What are key characteristics of very good copywriters?
- Persistent – You will be constantly asked to write about subjects you have absolutely no knowledge of. You’ll have to do research. The only way to spill content onto a page is if you have soaked up knowledge from somewhere else. And if you are happy with the first thing you find, it is not going to be very original, a million other people will have found the same thing. Keep going, keep looking until you know more than your client about the subject. If you can surprise them, you can definitely surprise their customer with new information, of even the same information presented in a new way.
- Attention to detail – I make mistakes all the time. When I am writing a draft, I am more concerned about getting the words down on paper. I kind of blurt everything out before I forget what I want to say. Then I look back and can see lots of squiggly red lines on the document that pinpoint my mistakes. I have learned to my cost that spellcheck will not pick up everything. I now triple-check, line-by-line to find the little mistakes. Then I read the piece out loud – that helps me with tone and rhythm of the text. After I have done all that, I use a trick learned from a proof-reader I knew and read the text backwards word by word.

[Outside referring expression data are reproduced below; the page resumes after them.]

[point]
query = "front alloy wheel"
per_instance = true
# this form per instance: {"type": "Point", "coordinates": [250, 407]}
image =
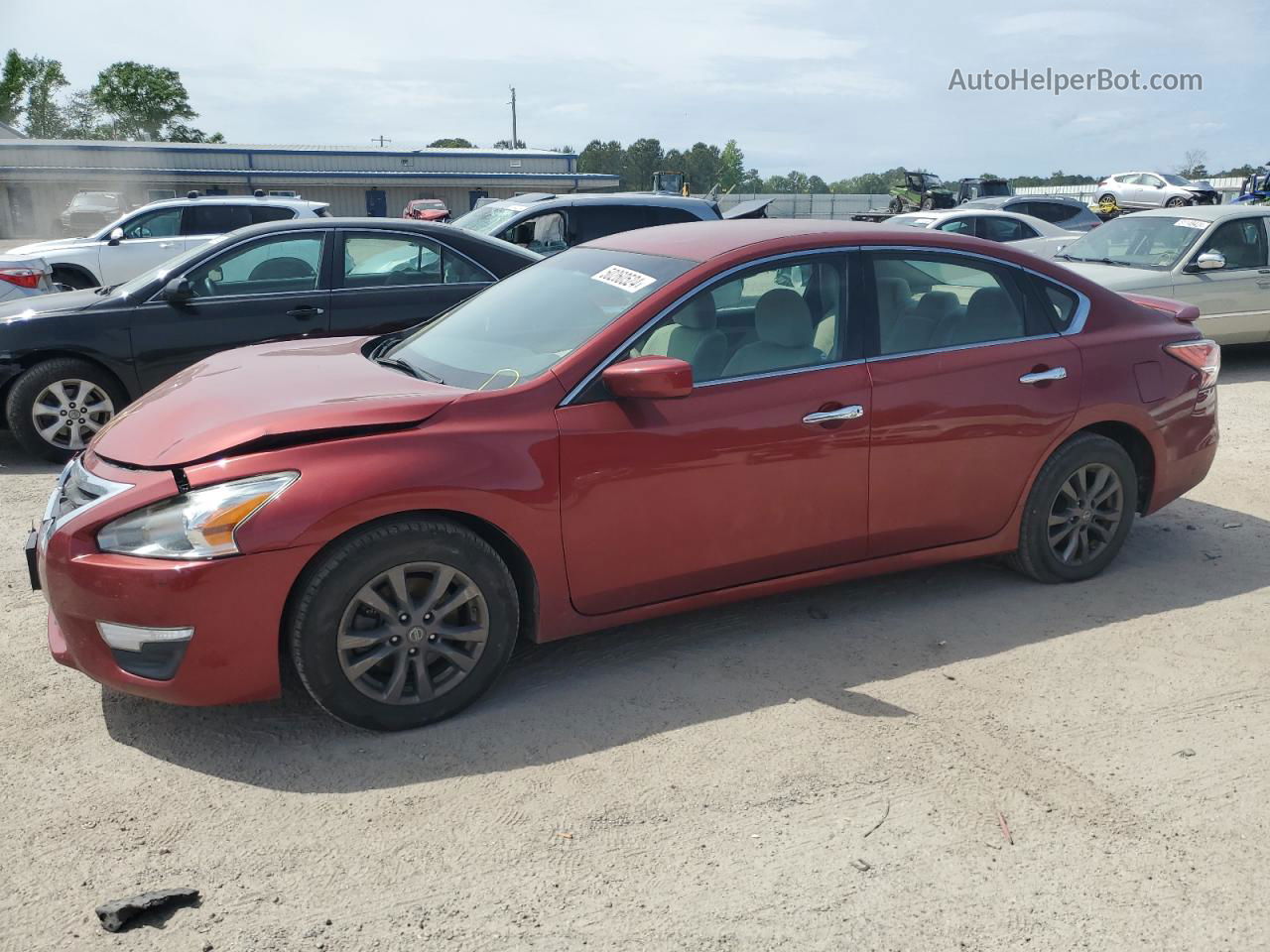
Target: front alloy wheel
{"type": "Point", "coordinates": [413, 634]}
{"type": "Point", "coordinates": [403, 622]}
{"type": "Point", "coordinates": [68, 413]}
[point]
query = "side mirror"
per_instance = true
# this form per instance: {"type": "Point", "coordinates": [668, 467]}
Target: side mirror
{"type": "Point", "coordinates": [177, 291]}
{"type": "Point", "coordinates": [649, 379]}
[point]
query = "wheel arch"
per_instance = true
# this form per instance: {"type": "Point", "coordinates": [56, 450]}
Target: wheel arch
{"type": "Point", "coordinates": [1134, 442]}
{"type": "Point", "coordinates": [508, 549]}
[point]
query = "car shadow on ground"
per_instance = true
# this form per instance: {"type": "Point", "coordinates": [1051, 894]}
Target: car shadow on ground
{"type": "Point", "coordinates": [834, 645]}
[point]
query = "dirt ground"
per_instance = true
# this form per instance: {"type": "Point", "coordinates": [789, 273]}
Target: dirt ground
{"type": "Point", "coordinates": [829, 770]}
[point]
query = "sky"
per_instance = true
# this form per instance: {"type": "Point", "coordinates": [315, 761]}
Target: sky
{"type": "Point", "coordinates": [833, 89]}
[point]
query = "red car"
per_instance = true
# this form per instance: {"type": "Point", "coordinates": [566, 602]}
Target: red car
{"type": "Point", "coordinates": [658, 420]}
{"type": "Point", "coordinates": [426, 209]}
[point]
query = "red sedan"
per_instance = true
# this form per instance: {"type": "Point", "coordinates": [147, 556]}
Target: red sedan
{"type": "Point", "coordinates": [654, 421]}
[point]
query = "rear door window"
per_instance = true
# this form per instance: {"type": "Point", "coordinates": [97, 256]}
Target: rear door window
{"type": "Point", "coordinates": [214, 218]}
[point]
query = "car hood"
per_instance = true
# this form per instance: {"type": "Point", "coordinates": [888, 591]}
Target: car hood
{"type": "Point", "coordinates": [263, 397]}
{"type": "Point", "coordinates": [1118, 278]}
{"type": "Point", "coordinates": [48, 306]}
{"type": "Point", "coordinates": [45, 246]}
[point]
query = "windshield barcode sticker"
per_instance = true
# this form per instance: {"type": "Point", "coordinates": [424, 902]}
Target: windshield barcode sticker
{"type": "Point", "coordinates": [624, 278]}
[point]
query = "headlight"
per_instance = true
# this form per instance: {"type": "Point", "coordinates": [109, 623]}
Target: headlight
{"type": "Point", "coordinates": [197, 525]}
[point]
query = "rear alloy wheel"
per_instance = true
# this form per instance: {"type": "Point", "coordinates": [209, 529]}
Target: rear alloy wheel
{"type": "Point", "coordinates": [404, 624]}
{"type": "Point", "coordinates": [1079, 512]}
{"type": "Point", "coordinates": [58, 407]}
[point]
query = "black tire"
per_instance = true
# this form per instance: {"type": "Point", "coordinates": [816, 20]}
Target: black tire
{"type": "Point", "coordinates": [1037, 555]}
{"type": "Point", "coordinates": [72, 278]}
{"type": "Point", "coordinates": [21, 405]}
{"type": "Point", "coordinates": [327, 595]}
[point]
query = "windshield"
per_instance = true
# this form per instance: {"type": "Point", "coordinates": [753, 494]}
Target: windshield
{"type": "Point", "coordinates": [173, 266]}
{"type": "Point", "coordinates": [489, 218]}
{"type": "Point", "coordinates": [521, 326]}
{"type": "Point", "coordinates": [1141, 241]}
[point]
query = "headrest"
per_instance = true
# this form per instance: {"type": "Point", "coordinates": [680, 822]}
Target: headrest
{"type": "Point", "coordinates": [783, 317]}
{"type": "Point", "coordinates": [698, 313]}
{"type": "Point", "coordinates": [938, 303]}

When you read something over and over again you become blind to what is actually on the page. Reading it backwards makes you look at every single word.
- Self-motivated – You’ll spend many hours, sitting at a keyboard, looking at a blinking cursor, flashing on a blank page. You can brainstorm ideas with other people but writing is a solitary task. You have to have the will to push on, find inspiration within yourself to complete a job. People will not be shy when it comes to telling you whether they like your copy or not but it will be down to you to write it. Some people find that difficult. Others thrive on it, are excited by it.
- Inventive – Who wants to read the same thing? It’s boring right? The consumer knows it and the writer. Creativity is a skill that is useful in many careers but is an essential skill for a copywriter. You are going to be asked to write about something other writers have already covered extensively. Heck, you might have already written about it yourself. You have to put a new spin on it. The good news is you can learn to be more creative. It is practise, the more you write, the more confidence you will gain.
- Thick-skinned – This is a skill that most people don’t think of. Every writer is faced with a lot of criticism and rejection, it’s part of the job. Every piece of text you produce will be judged. Reviews and re-writes are common. You can put your heart and soul into something, think you’ve done a great job and then have it thrown back in your face. Now that will usually only happen if there has been some mis-communication between you and your client about what you want to achieve. But is happens. A professional copywriter has to take it on the chin, review and reset and start writing again.
Copywriting is a great job. You can be your own boss, you get to work on all kinds of projects, constantly learning new things. Writers struggle to make money, copywriters do not. Understanding people, how they tick and what motivates them is the greatest skill a copywriter needs. That doesn’t come out of a book, it comes from observation.
My own daughter became a copywriter without any experience or help from me. She liked to write (maybe I helped there) and that was all she needed. Straight out of school she went into a digital agency – got a trial, aced it, then got briefs every to write blog posts. Much more profitable than waiting tables.